Congress leader Mani Shankar Aiyar on Friday extended his intellectual insight on India’s performance in the ongoing Test series in Australia. Aiyar blamed Prime Minister Narendra Modi’s visit Down Under for India’s poor performance in the Test series.
Slamming Modi, Aiyar said, “India has been doing well only in the batting department and not in bowling. The team looks divided and I blame Modi solely for this divisiveness in the Indian team as he visited Down Under a few months ago and did some black magic in the Indian team’s dressing room. This team is no longer cricket-secular. Look at our bowlers! They are not in harmony with our batsmen. When Modi visited Australia a few months ago, I am sure he must have requested for batting-friendly pitches for the team, and hence our bowlers are suffering today, thanks to the cricket communalism by our country’s PM.”
Aiyar slammed our reporters when told no one would believe his claims. He backed up his comment with statistics in an attempt to sound logical.
He said the prime minister should have followed footsteps of various Congress PM’s who did not visit Australia since Rajiv Gandhi, and saving the Indian team’s blushes.
“At least the Indian teams have performed poorly in both batting and bowling departments since Rajiv visited Australia in 1986. So you can’t accuse him of polarising the team,” Aiyar explained.
When asked how the Indian team should perform in the upcoming world cup, also to be held in Australia, Aiyar said the Indian team should give other teams a chance and not to be too greedy.
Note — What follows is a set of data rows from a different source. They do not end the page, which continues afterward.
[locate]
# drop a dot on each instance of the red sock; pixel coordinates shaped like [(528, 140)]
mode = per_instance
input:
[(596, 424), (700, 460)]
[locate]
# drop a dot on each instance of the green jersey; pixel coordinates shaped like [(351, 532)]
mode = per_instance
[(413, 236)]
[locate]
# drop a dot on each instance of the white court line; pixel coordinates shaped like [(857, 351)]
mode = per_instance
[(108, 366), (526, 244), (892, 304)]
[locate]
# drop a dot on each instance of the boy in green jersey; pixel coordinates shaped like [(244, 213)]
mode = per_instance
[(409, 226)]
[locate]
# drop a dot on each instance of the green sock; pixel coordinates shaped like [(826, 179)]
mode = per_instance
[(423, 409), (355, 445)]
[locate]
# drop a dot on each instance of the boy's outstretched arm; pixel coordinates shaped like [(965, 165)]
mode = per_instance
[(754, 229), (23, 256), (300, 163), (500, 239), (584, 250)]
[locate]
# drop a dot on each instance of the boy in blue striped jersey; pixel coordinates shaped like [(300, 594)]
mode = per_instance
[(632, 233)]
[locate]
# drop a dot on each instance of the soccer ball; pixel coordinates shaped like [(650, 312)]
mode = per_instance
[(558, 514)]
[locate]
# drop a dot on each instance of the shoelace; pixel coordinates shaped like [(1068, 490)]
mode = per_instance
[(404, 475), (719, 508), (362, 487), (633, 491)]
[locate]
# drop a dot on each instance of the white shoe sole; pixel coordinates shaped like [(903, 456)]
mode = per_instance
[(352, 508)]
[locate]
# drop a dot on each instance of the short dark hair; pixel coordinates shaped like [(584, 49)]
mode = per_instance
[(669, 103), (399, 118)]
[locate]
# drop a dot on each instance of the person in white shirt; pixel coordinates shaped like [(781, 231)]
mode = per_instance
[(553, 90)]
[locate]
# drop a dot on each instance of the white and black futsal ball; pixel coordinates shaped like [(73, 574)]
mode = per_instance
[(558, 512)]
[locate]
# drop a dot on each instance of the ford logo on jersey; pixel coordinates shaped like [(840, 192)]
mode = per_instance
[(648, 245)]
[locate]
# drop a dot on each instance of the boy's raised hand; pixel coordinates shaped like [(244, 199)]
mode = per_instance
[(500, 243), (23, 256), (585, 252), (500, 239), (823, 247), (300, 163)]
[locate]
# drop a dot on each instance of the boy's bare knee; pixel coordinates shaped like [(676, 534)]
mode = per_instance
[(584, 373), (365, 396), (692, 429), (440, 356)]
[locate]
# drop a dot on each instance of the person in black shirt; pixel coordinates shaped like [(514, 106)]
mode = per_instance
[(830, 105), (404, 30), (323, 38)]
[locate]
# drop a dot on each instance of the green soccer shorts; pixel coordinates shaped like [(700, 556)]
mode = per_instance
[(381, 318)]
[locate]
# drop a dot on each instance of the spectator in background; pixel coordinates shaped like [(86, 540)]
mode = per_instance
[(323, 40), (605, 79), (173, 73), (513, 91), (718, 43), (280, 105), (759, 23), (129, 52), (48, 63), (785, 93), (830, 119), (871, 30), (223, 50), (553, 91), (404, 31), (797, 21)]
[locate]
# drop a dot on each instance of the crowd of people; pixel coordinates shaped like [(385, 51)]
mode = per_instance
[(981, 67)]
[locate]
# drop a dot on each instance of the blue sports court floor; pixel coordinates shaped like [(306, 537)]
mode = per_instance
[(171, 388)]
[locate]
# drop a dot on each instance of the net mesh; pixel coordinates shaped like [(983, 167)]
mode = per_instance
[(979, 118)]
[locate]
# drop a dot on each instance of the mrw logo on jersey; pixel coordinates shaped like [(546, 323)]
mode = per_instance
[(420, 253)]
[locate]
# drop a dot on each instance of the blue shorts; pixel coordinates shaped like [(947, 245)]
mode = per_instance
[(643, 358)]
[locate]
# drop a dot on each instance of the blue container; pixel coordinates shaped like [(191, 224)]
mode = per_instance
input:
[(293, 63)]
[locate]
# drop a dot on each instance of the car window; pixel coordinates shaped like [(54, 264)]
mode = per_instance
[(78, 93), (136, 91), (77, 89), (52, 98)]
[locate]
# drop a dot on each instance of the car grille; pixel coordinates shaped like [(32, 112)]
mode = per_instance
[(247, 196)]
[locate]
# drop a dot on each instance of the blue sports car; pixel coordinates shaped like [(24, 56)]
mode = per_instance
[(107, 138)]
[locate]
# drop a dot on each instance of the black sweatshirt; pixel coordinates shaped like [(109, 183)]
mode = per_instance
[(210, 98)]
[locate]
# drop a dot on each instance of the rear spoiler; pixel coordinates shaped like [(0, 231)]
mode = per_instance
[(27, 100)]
He suggested countries like Pakistan, Afghanistan, Bangladesh and UAE should be given a chance to win the coveted trophy as that would give the game of cricket a secular charm.
Aiyar said he is also not particularly happy with the name of the world cup. He suggested the trophy should be named after Rajiv Gandhi or Pandit Jawaharlal Nehru. He, however, had no reason for this suggestion. When asked for the reason, he plainly responded, “Or else I won’t watch the tournament.”
Please note: This is a satire – a work of pure fiction.